Figure 10. Performance metrics for emotional detection, showing precision, recall, and F1-score for each emotion classification task.

Figure 11 illustrates the accuracy of emotion recognition, based on variations in voice features across different emotional states. The X-axis represents different emotion categories (Happy, Sad, Angry, Neutral), the Y-axis represents extracted voice features (e.g., pitch, energy, jitter), and the Z-axis represents prediction confidence (%), indicating the model’s reliability in correctly classifying emotions. To achieve this, we trained the system on large-scale emotional speech datasets and integrated spectral feature extraction techniques (MFCC, pitch variations, jitter analysis) to capture fine-grained emotional cues from voice inputs. The system was further enhanced using deep neural networks to classify emotions accurately. The results indicate that emotion recognition is most accurate for highly expressive emotions (happy and angry), while neutral states exhibit lower prediction confidence due to minimal acoustic variations. This validates the model’s capability to adapt dynamically, ensuring effective emotional state recognition, making it suitable for applications requiring human-like interaction, such as AI-driven assistants and social robotics.

Figure 11. Emotional state recognition confidence. This figure demonstrates the impact of different voice features (pitch, energy, jitter) on emotion recognition confidence across multiple emotion categories.

Figure 12. Impact of self-learning on recognition accuracy, showcasing the improvement over 20 interaction iterations compared to the baseline without self-learning.

4.3. Self-learning effectiveness

The self-learning module significantly improved the system’s adaptability and overall performance. As shown in Figure 12, recognition accuracy improved by 10% through iterative learning. This improvement was driven by the dynamic integration of new data-action pairs and the RL-based policy updates. The comparison between systems with and without self-learning is summarized below in Table II.

Table II. Performance comparison of the system with and without self-learning, highlighting improvements in recognition accuracy and task success rate. The self-learning mechanism demonstrates its impact by adapting to dynamic environments and refining system performance over iterative interactions.

Figure 13. Diagram for self-learning effectiveness. The diagram shows the relationship among the learning iterations, task complexity, and accuracy. The system’s adaptive capabilities and self-learning efficiency improve performance over time.
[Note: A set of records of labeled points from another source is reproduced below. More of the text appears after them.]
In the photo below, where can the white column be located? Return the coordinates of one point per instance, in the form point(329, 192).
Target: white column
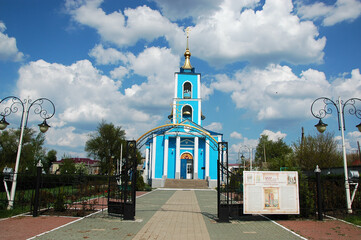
point(207, 158)
point(165, 164)
point(177, 162)
point(195, 159)
point(153, 155)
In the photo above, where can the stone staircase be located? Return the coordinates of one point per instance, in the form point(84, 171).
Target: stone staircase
point(186, 183)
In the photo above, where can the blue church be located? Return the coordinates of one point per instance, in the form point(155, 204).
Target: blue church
point(183, 149)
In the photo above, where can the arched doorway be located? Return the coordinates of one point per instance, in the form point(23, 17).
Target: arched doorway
point(186, 166)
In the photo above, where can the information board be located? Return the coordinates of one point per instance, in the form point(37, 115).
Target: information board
point(270, 192)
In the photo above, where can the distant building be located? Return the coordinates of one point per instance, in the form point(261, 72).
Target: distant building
point(91, 165)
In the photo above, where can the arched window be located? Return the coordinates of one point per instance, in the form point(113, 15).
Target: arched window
point(187, 112)
point(187, 90)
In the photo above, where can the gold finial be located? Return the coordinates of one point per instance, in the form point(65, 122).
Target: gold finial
point(187, 54)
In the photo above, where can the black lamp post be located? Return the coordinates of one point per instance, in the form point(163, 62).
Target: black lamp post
point(11, 105)
point(325, 110)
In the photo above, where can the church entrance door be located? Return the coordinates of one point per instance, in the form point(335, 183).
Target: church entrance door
point(186, 166)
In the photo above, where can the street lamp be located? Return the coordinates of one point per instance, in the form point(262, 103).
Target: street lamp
point(12, 105)
point(321, 127)
point(250, 151)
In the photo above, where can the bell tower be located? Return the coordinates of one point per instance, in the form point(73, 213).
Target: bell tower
point(187, 102)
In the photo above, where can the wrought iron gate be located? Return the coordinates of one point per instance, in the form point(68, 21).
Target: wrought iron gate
point(229, 187)
point(121, 194)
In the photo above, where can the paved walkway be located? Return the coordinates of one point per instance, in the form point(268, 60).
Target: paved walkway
point(172, 215)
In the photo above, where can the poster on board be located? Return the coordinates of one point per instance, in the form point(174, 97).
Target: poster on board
point(270, 192)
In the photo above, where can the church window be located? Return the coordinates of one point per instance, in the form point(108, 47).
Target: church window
point(187, 112)
point(187, 90)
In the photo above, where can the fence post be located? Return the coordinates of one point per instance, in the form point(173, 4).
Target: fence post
point(319, 194)
point(39, 167)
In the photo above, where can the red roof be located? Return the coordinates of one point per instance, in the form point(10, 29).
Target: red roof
point(87, 161)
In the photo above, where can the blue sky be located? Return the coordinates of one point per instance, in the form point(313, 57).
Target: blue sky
point(262, 64)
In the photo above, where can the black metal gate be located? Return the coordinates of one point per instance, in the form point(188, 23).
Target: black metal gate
point(121, 188)
point(229, 187)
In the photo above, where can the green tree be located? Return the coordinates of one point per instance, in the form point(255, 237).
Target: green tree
point(320, 150)
point(104, 144)
point(32, 149)
point(278, 153)
point(49, 159)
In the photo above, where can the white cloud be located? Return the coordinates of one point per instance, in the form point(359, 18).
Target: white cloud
point(187, 8)
point(272, 34)
point(274, 93)
point(214, 126)
point(84, 96)
point(348, 87)
point(342, 10)
point(66, 137)
point(119, 72)
point(273, 136)
point(106, 56)
point(351, 141)
point(236, 135)
point(8, 48)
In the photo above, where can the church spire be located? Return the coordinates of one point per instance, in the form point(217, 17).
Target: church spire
point(187, 54)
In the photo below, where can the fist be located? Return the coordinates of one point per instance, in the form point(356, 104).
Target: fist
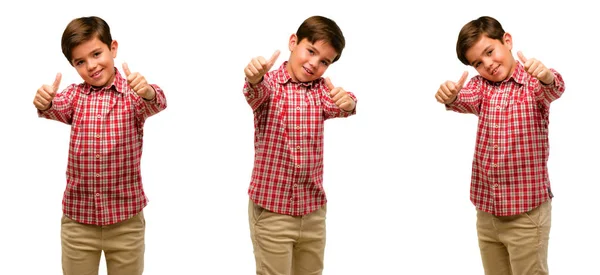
point(448, 91)
point(45, 94)
point(536, 69)
point(341, 98)
point(258, 67)
point(138, 84)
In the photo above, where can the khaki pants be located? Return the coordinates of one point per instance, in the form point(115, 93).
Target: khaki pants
point(287, 245)
point(515, 245)
point(122, 243)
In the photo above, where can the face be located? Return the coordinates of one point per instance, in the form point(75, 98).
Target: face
point(94, 62)
point(309, 61)
point(492, 59)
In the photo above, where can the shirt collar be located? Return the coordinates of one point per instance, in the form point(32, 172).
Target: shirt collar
point(282, 76)
point(519, 75)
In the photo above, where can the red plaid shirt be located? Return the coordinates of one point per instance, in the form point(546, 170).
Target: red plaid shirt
point(104, 183)
point(288, 140)
point(509, 173)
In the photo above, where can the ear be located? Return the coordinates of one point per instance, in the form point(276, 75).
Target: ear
point(293, 42)
point(113, 48)
point(507, 39)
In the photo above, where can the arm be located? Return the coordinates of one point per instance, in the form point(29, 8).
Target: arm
point(461, 99)
point(149, 98)
point(258, 94)
point(258, 88)
point(61, 106)
point(145, 108)
point(336, 101)
point(549, 85)
point(546, 93)
point(469, 98)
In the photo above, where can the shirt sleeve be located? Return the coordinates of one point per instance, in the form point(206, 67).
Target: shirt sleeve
point(259, 93)
point(330, 110)
point(469, 98)
point(147, 108)
point(61, 108)
point(545, 94)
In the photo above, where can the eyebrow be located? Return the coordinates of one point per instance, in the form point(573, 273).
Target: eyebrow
point(482, 53)
point(315, 49)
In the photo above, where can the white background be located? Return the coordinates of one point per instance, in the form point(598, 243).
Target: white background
point(396, 174)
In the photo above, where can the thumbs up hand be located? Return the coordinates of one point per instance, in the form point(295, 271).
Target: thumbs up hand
point(45, 94)
point(138, 84)
point(448, 91)
point(340, 96)
point(258, 67)
point(536, 69)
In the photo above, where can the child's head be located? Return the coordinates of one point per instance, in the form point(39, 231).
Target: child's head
point(318, 43)
point(483, 44)
point(88, 46)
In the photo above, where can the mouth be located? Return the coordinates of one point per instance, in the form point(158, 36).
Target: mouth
point(495, 70)
point(308, 71)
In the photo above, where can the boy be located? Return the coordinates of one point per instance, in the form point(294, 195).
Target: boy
point(509, 183)
point(287, 203)
point(104, 197)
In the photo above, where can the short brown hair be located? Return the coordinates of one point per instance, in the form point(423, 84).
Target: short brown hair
point(319, 28)
point(472, 31)
point(83, 29)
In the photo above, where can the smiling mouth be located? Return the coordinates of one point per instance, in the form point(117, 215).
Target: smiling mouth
point(495, 70)
point(96, 74)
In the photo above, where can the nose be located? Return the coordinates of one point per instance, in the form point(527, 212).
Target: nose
point(487, 63)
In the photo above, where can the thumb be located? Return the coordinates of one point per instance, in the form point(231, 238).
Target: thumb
point(273, 59)
point(56, 83)
point(329, 84)
point(126, 69)
point(462, 79)
point(521, 57)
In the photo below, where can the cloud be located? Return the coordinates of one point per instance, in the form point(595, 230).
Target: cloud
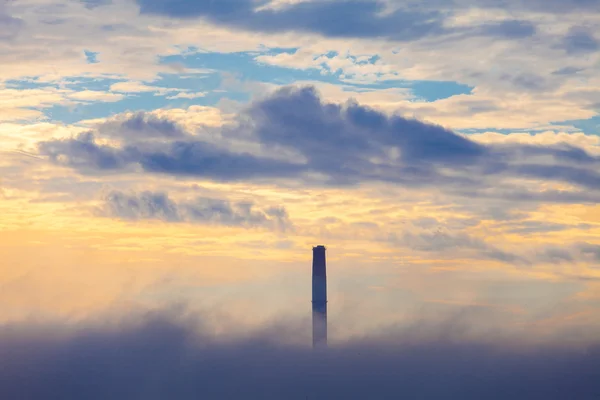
point(141, 126)
point(332, 144)
point(331, 18)
point(161, 356)
point(580, 40)
point(9, 25)
point(158, 206)
point(362, 18)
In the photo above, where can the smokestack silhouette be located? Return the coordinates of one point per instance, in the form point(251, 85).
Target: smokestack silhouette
point(319, 298)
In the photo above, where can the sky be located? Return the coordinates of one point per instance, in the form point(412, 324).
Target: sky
point(167, 165)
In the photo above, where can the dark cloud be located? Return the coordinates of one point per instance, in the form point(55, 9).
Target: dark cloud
point(156, 205)
point(328, 144)
point(332, 18)
point(160, 357)
point(353, 18)
point(142, 126)
point(510, 29)
point(84, 154)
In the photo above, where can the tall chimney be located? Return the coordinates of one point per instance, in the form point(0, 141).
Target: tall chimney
point(319, 300)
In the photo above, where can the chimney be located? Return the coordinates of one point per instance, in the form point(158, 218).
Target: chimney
point(319, 297)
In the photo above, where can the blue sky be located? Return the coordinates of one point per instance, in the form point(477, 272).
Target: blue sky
point(167, 165)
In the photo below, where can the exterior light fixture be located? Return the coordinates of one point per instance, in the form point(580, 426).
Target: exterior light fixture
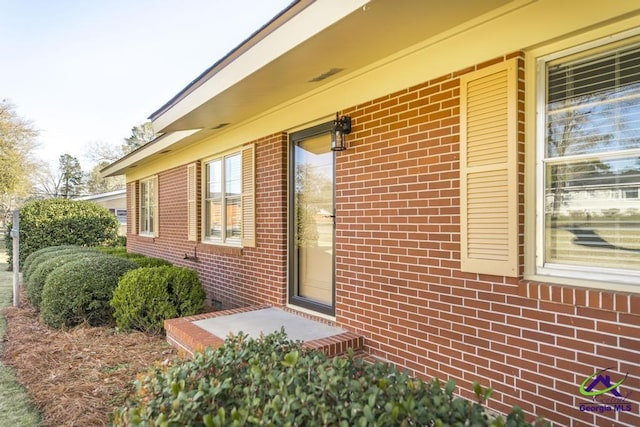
point(341, 127)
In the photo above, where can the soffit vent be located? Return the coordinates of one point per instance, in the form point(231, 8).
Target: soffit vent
point(326, 75)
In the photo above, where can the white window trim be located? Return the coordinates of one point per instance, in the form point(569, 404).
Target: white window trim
point(230, 242)
point(536, 59)
point(156, 221)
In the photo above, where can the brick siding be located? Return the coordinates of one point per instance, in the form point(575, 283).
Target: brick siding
point(398, 278)
point(235, 277)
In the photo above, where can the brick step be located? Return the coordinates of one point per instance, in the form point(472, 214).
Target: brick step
point(188, 337)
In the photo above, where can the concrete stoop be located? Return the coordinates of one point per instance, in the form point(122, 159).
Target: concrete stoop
point(195, 333)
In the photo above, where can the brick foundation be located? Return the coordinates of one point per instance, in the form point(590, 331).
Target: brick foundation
point(398, 278)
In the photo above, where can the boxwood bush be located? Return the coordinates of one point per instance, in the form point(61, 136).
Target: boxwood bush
point(40, 270)
point(53, 222)
point(276, 382)
point(146, 297)
point(79, 291)
point(35, 258)
point(140, 259)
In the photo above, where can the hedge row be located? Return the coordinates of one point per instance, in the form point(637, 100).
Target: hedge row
point(274, 381)
point(54, 222)
point(71, 285)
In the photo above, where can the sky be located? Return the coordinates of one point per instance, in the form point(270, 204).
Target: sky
point(87, 71)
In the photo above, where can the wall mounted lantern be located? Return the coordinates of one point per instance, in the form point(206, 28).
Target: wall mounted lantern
point(341, 127)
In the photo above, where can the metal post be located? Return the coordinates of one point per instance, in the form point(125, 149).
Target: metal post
point(15, 235)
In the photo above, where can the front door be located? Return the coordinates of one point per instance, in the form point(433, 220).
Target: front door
point(312, 220)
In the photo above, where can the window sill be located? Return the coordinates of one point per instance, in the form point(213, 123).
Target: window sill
point(582, 283)
point(219, 248)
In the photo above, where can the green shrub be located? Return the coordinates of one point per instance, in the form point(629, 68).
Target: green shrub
point(79, 291)
point(146, 297)
point(54, 222)
point(140, 259)
point(46, 265)
point(274, 381)
point(146, 261)
point(111, 250)
point(35, 258)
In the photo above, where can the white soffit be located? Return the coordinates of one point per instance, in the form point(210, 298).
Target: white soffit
point(310, 21)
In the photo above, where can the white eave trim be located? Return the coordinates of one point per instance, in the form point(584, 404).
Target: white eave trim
point(304, 25)
point(156, 146)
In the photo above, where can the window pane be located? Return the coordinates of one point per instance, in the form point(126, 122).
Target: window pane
point(233, 175)
point(592, 164)
point(213, 218)
point(594, 105)
point(234, 217)
point(593, 213)
point(214, 179)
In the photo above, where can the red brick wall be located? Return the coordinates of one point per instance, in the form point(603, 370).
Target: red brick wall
point(399, 283)
point(236, 277)
point(398, 278)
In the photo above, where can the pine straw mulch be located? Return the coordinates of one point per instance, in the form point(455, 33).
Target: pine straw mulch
point(78, 376)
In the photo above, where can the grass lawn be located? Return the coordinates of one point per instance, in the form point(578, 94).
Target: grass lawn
point(16, 408)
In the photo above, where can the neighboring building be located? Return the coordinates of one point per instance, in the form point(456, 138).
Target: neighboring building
point(443, 233)
point(116, 202)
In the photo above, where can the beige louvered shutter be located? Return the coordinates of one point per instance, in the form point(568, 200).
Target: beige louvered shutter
point(489, 170)
point(248, 196)
point(156, 207)
point(192, 213)
point(132, 215)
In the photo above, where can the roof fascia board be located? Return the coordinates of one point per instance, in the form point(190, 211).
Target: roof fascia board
point(313, 19)
point(156, 146)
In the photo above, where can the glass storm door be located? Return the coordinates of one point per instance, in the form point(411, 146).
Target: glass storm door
point(312, 221)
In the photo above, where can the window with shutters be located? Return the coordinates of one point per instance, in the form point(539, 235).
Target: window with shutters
point(589, 163)
point(192, 202)
point(149, 207)
point(488, 170)
point(229, 211)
The effectiveness of the self-learning mechanism in the proposed system was evaluated by analyzing its performance across different learning iterations and task complexities. Figure 14 shows the 3D view of the self-learning process and highlights how dynamic improvement occurs in accuracy as the system adapts over time to new challenges. The X-axis denotes the number of learning iterations – an indication of how often the system has to refine its decision-making by accepting feedback. The Y-axis denotes task complexity, indicating an increasing level of challenging voice commands and decision scenarios. The Z-axis indicates the system’s performance in recognition and decision-making, expressed in percentages for the various learning phases. The figure shows a distinctive upward trend, meaning that the more cycles the system has to learn, the more accurately it accomplishes the actions even when facing more complex tasks. Such learning stems from reinforcement and integration of feedback through iterations. The past experiences are memorized, processed, and then used for fine-tuning the future response. Initially, it had poor accuracy, but during iterations, self-learning was started to enhance the feature recognition and adjust decision boundaries, along with dynamically increasing understanding of the voice input contextual input. Outcomes The experiments clearly assert that the proposed adaptive framework improves as time progresses by getting higher recognition accuracy and proper responses as the learning progresses. It then validates the self-learning approach in showing its scope to manage real-life uncertainties with provision for scalability and improvement in performances over time.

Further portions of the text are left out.